The law firm is working with TeenSHARP, a Wilmington-based nonprofit that helps local Black, Latino and low-income students get into college while also learning leadership skills, to find participants interested in learning more about career opportunities in the legal field. The first two students completed the six-week internship this past March and had an opportunity to explore business development and marketing, the law library and record-keeping as well as pro-bono work, community service, diversity and inclusion initiatives and wellness.

One of those students, first-generation college student Daniela Rosiles, said she’s still deciding what her career path will be after she graduates from Cornell University, but that the externship gave her new insights on the opportunities that may lie ahead.

“Whatever I do with my career, I want to make sure I can somehow use my career to serve my community: Working-class Latinos,” said Rosiles, who immigrated from Mexico and moved to Delaware with her parents when she was 3 years old. The sophomore is currently majoring in industrial labor relations, and recommends the “life-transforming experience” she received through TeenSHARP to any local student.

TeenSHARP, now in its 14th year, has worked with nearly 500 Delaware and Pennsylvania teens. And once they graduate from the program, organizers want to make sure they stay on track with their professional and leadership goals, said TeenSHARP co-founder and CEO Atnre Alleyne.

“With the decisions being made by lawyers, in corporate law, criminal justice, all types of law, a diverse perspective and diverse experiences might impact the way that decision will go,” Alleyne said. “We want our students to be in a setting like this.”

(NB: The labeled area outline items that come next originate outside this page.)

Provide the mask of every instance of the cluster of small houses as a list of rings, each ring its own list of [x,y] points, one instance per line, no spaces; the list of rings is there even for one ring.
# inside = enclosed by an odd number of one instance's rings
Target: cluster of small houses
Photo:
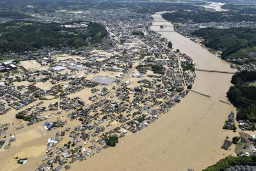
[[[18,76],[12,77],[10,74],[5,75],[5,82],[0,88],[0,97],[3,97],[2,99],[5,100],[6,103],[0,104],[0,110],[1,106],[6,104],[8,105],[11,104],[10,106],[19,110],[38,99],[43,100],[45,96],[52,95],[59,97],[59,104],[53,102],[46,108],[39,106],[43,102],[41,101],[36,106],[31,105],[26,110],[19,112],[19,114],[29,116],[32,119],[32,121],[28,123],[28,125],[44,121],[44,128],[49,130],[63,127],[66,124],[65,122],[57,120],[51,123],[47,120],[50,116],[42,116],[44,112],[57,110],[59,108],[66,112],[71,112],[67,115],[70,120],[77,119],[81,122],[81,125],[74,127],[74,130],[69,133],[69,136],[73,139],[71,146],[74,148],[72,150],[69,150],[70,144],[68,143],[56,151],[53,151],[55,149],[54,147],[65,136],[65,133],[69,131],[69,128],[64,131],[58,132],[54,138],[49,138],[46,149],[47,155],[43,159],[44,163],[38,166],[38,170],[59,171],[63,168],[69,169],[71,166],[68,162],[82,161],[87,156],[92,156],[100,153],[102,149],[108,148],[109,146],[105,143],[107,138],[106,135],[114,135],[122,138],[128,132],[134,133],[141,130],[167,112],[187,94],[187,91],[183,91],[184,87],[186,84],[193,82],[195,73],[182,73],[179,69],[179,56],[166,47],[167,39],[148,30],[148,18],[146,16],[133,15],[143,17],[143,22],[131,20],[130,16],[122,14],[122,20],[127,20],[132,24],[131,26],[122,24],[122,26],[120,26],[119,24],[113,23],[113,23],[110,22],[112,19],[105,23],[113,31],[116,35],[115,36],[118,35],[120,39],[125,42],[121,46],[110,45],[111,49],[109,47],[106,52],[117,52],[119,54],[107,57],[104,55],[95,55],[82,48],[79,55],[83,57],[82,59],[76,58],[75,60],[74,57],[61,61],[53,56],[67,51],[75,54],[76,51],[63,49],[52,52],[56,49],[44,47],[38,50],[39,54],[37,56],[31,56],[31,53],[28,53],[27,55],[20,57],[23,59],[36,59],[44,68],[48,67],[48,69],[24,70],[23,72],[20,69],[21,74]],[[115,16],[113,20],[119,17]],[[100,20],[105,19],[105,17],[104,15],[101,15]],[[125,33],[123,32],[124,28]],[[148,31],[148,34],[144,36],[131,34],[133,30],[142,31],[144,29]],[[130,48],[132,42],[136,43],[139,47]],[[146,55],[145,59],[141,56],[143,51]],[[15,54],[13,56],[16,56]],[[182,60],[186,61],[182,62],[195,64],[188,56],[183,55],[182,58]],[[102,58],[103,60],[97,60]],[[142,66],[136,68],[139,73],[129,72],[133,65],[138,61],[139,66]],[[17,66],[21,66],[18,64]],[[154,66],[161,66],[161,73],[147,74],[148,67]],[[66,70],[68,72],[65,72]],[[77,76],[77,72],[84,70],[84,74]],[[90,73],[96,74],[108,71],[116,72],[115,78],[97,75],[90,80],[85,79],[86,75]],[[120,84],[126,74],[134,77],[144,78],[138,82],[139,86],[130,88],[126,86],[129,84],[128,82]],[[147,79],[147,77],[153,77],[153,79],[149,81]],[[24,80],[32,83],[28,86],[17,87],[10,84]],[[34,84],[48,80],[54,85],[49,90],[43,90]],[[64,85],[58,84],[61,81],[69,83]],[[94,88],[99,84],[108,85],[113,82],[117,83],[118,86],[112,87],[111,91],[115,91],[113,94],[107,88],[99,89]],[[72,98],[67,97],[68,94],[89,88],[91,89],[92,92],[97,92],[97,95],[88,97],[89,100],[94,102],[90,105],[87,105],[85,100],[79,97]],[[24,89],[26,91],[23,93],[20,92],[20,90]],[[131,97],[133,97],[132,100]],[[57,114],[60,112],[58,111]],[[112,128],[111,122],[114,121],[118,122],[120,125]],[[86,145],[89,141],[92,144],[89,147],[90,150],[87,151],[81,144],[83,142],[84,145]],[[58,165],[54,167],[53,165],[55,166],[56,163]]]

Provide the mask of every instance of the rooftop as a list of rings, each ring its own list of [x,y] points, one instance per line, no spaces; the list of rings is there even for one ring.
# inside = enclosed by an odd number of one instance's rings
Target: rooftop
[[[94,77],[91,81],[101,84],[108,85],[115,80],[115,78],[98,75]]]

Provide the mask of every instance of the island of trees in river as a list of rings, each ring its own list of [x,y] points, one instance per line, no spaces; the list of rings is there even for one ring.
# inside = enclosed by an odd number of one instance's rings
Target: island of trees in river
[[[108,32],[103,26],[92,22],[86,28],[76,28],[57,23],[14,20],[0,25],[0,35],[2,53],[33,51],[44,46],[77,48],[100,41]]]

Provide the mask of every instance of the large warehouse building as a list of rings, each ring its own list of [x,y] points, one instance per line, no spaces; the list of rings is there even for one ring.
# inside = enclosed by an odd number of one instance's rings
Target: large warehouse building
[[[109,85],[115,80],[115,78],[98,75],[94,77],[91,80],[91,81],[100,84]]]

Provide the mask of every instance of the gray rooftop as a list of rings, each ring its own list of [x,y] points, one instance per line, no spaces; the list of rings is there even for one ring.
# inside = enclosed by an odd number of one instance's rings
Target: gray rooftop
[[[52,67],[51,69],[54,71],[61,71],[65,69],[65,67],[60,65],[58,65]]]
[[[94,77],[91,81],[100,84],[108,85],[114,82],[115,80],[115,78],[98,75]]]

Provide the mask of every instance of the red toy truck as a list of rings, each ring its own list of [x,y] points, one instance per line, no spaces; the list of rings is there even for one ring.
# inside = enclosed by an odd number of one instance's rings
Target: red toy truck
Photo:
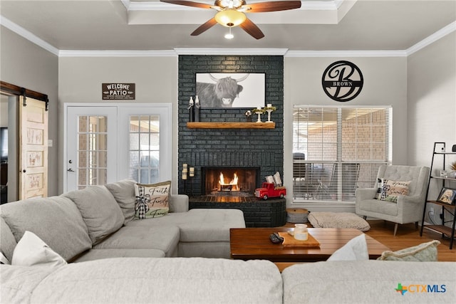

He said working with Rosiles brought tears to his eyes, and that the partnership with the law firm is exactly the kind of professional pipeline those behind TeenSHARP want to see more of in Delaware.

Danielle Nowaczyk, director of attorney development at the firm, said the idea behind the program was to show the students that professional opportunities at law firms do exist in Delaware and other states, and that you don’t necessarily have to focus only on becoming a lawyer.

“The main goal of the program is to provide access to opportunities for these students as well as mentors who can help them best achieve their goals and navigate any future career paths they might want to be on,” she said, adding that mentoring is key especially for students who may be on the track to becoming first-generation college graduates. Programs like these also provide a pipeline for local students from diverse backgrounds to eventually find work in their home state.

“Even the smallest partnership can create a ripple effect in a student’s life,” Nowaczyk said. “The goal is to change the community one child at a time.”

Nowaczyk said the firm plans to continue the externship program with the next session slated for the fall and another in the winter. At least two students will be chosen to participate, she said.

For Rosiles, the opportunity helped her see that other first-generation college students from diverse backgrounds can also succeed in high-level positions.

“When I tell my parents about experiences that I have been blessed enough to participate in, like this externship, I can sense their joy,” the former Newark resident wrote on LinkedIn after finishing the program. “I can feel their sense of pride as they say ‘oh wooow’ and tell me to keep ‘echándole ganas’ (keep working hard).

“People have often told me that I am paving the way for others and it becomes more evident with the conversations I have with my parents,” Rosiles added. “My experiences continue to be their wildest dreams come true.”